ATSC 2.0 will provide a variety of interactive capabilities to broadcasters not now available. For example, Metheny said, WRAL now pushes news alerts over wireless networks to smartphones. With 2.0, it could push those alerts to TVs, powered up or otherwise. He also described a scenario where a viewer could watch two channels simultaneously on a single screen.
“About 60 percent of people now watch TV and use their mobile devices at the same time,” he said. With ATSC 2.0, “you can check the weather and watch ‘Glee.’ You can do all that and stay in line with your channel instead of switching channels.”
Metheny also talked about in-home portable viewing; switching over to the tablet computer to go turn the steaks on the grill. Another opportunity for broadcasters involves second-screen advertising. He said 40 percent of consumers used mobile devices to look for more information after seeing a TV ad. Using ATSC 2.0, broadcasters themselves could capture that traffic.
Oren Williams of Dolby dug a little deeper into the workings of the developing standard. He said ATSC 2.0 augments the DTV data path with new types of data, and that the data path to the Internet resembles the ATSC data path to TV.

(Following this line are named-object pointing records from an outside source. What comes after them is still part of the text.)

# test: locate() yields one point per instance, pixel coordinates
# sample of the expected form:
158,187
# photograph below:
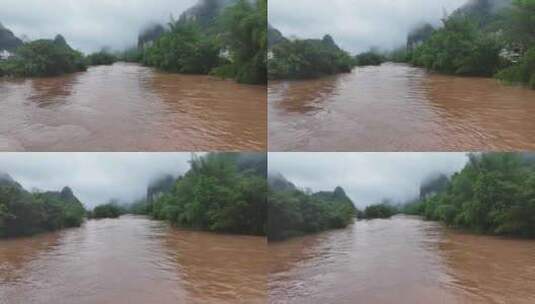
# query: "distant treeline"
293,212
493,194
230,42
308,58
480,39
222,192
23,213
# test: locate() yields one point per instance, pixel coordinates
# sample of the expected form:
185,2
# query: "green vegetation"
183,49
104,57
109,210
232,46
23,213
246,41
370,58
43,58
380,211
478,41
293,212
460,48
222,192
493,194
301,59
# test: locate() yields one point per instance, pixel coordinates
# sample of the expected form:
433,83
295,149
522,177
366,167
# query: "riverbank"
402,260
133,260
169,112
397,107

He listed as the building blocks of the ATSC data path connector system:
~ Internet Links
~ Signaling for Alternative Data
~ Internet Protocol Stacks
~ Access Control
~ Usage Management
~ Receiver Definitions
Williams said that modern TV receivers support the advanced graphical processing that can now be used by ATSC 2.0, and that it would allow broadcasters to author the user experience associated with a given service. He said the standard would allow scripted or hyperlinked references to Internet sites and content, and communications with broadcaster-operated servers.
This communication is achieved with “triggers” that are sent to signal the availability of ATSC 2.0 content. The trigger points to a data object, which defines the ATSC 2.0 content. The trigger also can signal states of a data objects such as run, stop or pause. Automatic content recognition allows data objects to transfer between connected devices.

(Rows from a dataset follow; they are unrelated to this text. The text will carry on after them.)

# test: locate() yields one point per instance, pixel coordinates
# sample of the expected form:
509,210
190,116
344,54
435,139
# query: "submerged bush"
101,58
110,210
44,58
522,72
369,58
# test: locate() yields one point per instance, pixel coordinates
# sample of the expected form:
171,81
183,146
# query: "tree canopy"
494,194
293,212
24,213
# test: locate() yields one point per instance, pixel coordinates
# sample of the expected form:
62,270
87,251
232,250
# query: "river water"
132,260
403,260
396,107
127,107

The resulting environment allows a broadcaster to drive traffic to a website while simultaneously holding the viewer’s video position, Williams said.

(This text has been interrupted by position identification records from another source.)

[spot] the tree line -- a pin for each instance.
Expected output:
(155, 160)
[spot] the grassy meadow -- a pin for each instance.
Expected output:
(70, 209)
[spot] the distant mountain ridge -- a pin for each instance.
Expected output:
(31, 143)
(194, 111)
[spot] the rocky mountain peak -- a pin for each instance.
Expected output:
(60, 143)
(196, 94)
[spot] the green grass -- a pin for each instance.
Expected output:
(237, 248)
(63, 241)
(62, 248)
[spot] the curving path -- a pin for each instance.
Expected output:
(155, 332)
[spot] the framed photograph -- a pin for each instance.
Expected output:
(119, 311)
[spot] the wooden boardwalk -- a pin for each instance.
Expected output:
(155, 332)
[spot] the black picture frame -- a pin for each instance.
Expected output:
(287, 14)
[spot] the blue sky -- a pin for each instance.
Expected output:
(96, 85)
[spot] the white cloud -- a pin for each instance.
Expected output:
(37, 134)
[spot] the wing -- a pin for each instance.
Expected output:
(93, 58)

Dr. Rich Chernock of Triveni discussed non real-time delivery, an option within ATSC 2.0. NRT content is delivered in advance of use and stored for later consumption.
“It allows broadcasters to take advantage of high-bandwidth wireless delivery of content to a variety of devices,” he said.
For example, they can deliver targeted ads based on users’ personal data interface patterns; get into pay-per-download services; or even develop personalized television. NRT 1.0 has passed the ATSC’s TG1 ballot, he said. Work on NRT 2.0 is underway.
The NRT standard comprises:
~ Support for fixed and mobile broadcasting, with as much commonality as possible.
~ Heavy use of IP mechanisms, including IP transport layer, and File Delivery over Unidirectional Transport--or “FLUTE”--and IETF protocol for file delivery-really meant for one-way transmission, Chernock said.
~ Signaling and announcement… what’s happening now, what’s happening in the future.
~ Support for future extensibility via versioning to accommodate various consumer electronics devices.
~ Support for application-level Forward Error Correction.
~ Use of wrappers and archives.
~ Essential capabilities, including a list of supported codecs and other elements that let receivers know if it should offer a service or content based on capabilities required.
That’s where consumer electronics manufacturer participation is critical. Three service categories have been defined in the NRT standards work in order help broadcasters determine what services to deliver, and CE makers what to build. These comprise browse-and-download, push and portal services.
“You don’t want the device to download something in a codec it doesn’t handle,” Chernock said.